DHX33 associates mRNA translation initiation factors and ribosomes. (A) Experimental flowchart for tandem affinity purification of DHX33 from cytosolic extracts doubly tagged with 3× FLAG at the N terminus and streptavidin (Strep) at the C terminus. (B) Proteins identified by MS analysis. Ribosomal proteins and mRNA translation initiation factors were detected in the DHX33 immunoprecipitates. None of these proteins were detected in precipitates from the sample transfected with lentiviruses encoding the empty vector. (C) HCC1806 cells were transduced with pCMV-3×FLAG-DHX33, and cells transfected with lentiviruses encoding the empty vector were used as a negative control. Cell lysates were then immunoprecipitated with anti-eIF3G or anti-FLAG antibodies or with IgG as a control and then immunoblotted with the indicated antibody to detect an association between DHX33 and eIF3G. (D and E) rpL27, rpL7, and rpL26 were found to be coimmunoprecipitated with FLAG-DHX33 in HCC1806 cells. HCC1806 cells were transfected by pCMV-3×FLAG-DHX33; cells transfected with lentiviruses encoding the empty vector were used as a negative control. Cell lysates were then immunoprecipitated with anti-FLAG antibody or with IgG and immunoblotted with antibodies to the indicated proteins. IB, immunoblotting; IP, immunoprecipitation.

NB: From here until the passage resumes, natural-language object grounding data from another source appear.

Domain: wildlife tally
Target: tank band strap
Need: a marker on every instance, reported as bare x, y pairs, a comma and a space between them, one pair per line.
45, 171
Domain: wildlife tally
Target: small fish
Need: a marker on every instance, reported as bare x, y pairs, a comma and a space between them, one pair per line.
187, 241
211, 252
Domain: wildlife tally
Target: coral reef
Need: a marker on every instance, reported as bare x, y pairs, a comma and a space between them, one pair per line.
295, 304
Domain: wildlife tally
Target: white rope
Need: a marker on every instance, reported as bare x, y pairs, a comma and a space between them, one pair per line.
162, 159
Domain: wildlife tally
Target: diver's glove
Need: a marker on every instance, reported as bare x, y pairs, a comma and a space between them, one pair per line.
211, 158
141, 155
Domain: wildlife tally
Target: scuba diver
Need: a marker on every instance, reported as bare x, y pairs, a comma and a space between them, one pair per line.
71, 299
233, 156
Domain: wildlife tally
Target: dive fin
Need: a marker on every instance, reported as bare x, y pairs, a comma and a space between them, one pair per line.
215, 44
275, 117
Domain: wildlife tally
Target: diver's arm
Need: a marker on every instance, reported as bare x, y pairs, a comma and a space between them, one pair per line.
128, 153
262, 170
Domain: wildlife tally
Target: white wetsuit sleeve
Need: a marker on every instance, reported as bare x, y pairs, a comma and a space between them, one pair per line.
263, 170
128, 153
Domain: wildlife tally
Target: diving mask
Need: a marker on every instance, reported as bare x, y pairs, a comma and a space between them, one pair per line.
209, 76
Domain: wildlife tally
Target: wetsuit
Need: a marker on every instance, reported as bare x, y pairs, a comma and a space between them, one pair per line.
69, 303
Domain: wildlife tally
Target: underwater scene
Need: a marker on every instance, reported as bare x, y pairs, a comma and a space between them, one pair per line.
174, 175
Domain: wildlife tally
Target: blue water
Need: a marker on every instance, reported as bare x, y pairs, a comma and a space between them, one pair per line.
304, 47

We showed earlier that the DHX33 K94R mutant is unable to rescue the loss of DHX33 in terms of global mRNA translation restoration (Fig. 3). We hypothesized that this defective DHX33 mutant might also be unable to interact with proteins required for translation. However, when we immunoprecipitated the FLAG-tagged DHX33 K94R mutant (20), we found that equal amounts of ribosomal proteins and initiation factors bound to DHX33 K94R and wild-type DHX33 (Fig. 7A). These proteins included eIF3H, eIF3G, DDX3, and rPL27. These findings imply that the helicase activity of DHX33 is not an important factor in regulating the binding between DHX33 and components of the mRNA translation machinery. We further performed the coimmunoprecipitations with and without RNase to examine whether the interaction between DHX33 and the translation machinery was dependent on the existence of RNAs. Treatment with RNase showed that the interaction of DHX33 with DDX3 and eIF3H occurred independently of RNA (Fig. 7B).

FIG 7.

FIG 7

DHX33 helicase activity and RNA interactions are dispensable for DHX33 complex formation. (A) HCC1806 cells were transduced with pCMV-3×FLAG-DHX33 (carrying wild-type or K94R helicase-dead mutant DHX33) and the empty vector as a control. Cell lysates were then immunoprecipitated using an anti-FLAG antibody and immunoblotted with antibodies to the indicated proteins. (B) HCC1806 cells were transduced with pCMV-3×FLAG-DHX33 (wild-type or K94R mutant DHX33) and the empty vector as a control. Cell lysates were then immunoprecipitated by anti-FLAG antibody with 10 μg/ml RNase and without 10 μg/ml RNase and immunoblotted with antibodies to the indicated proteins.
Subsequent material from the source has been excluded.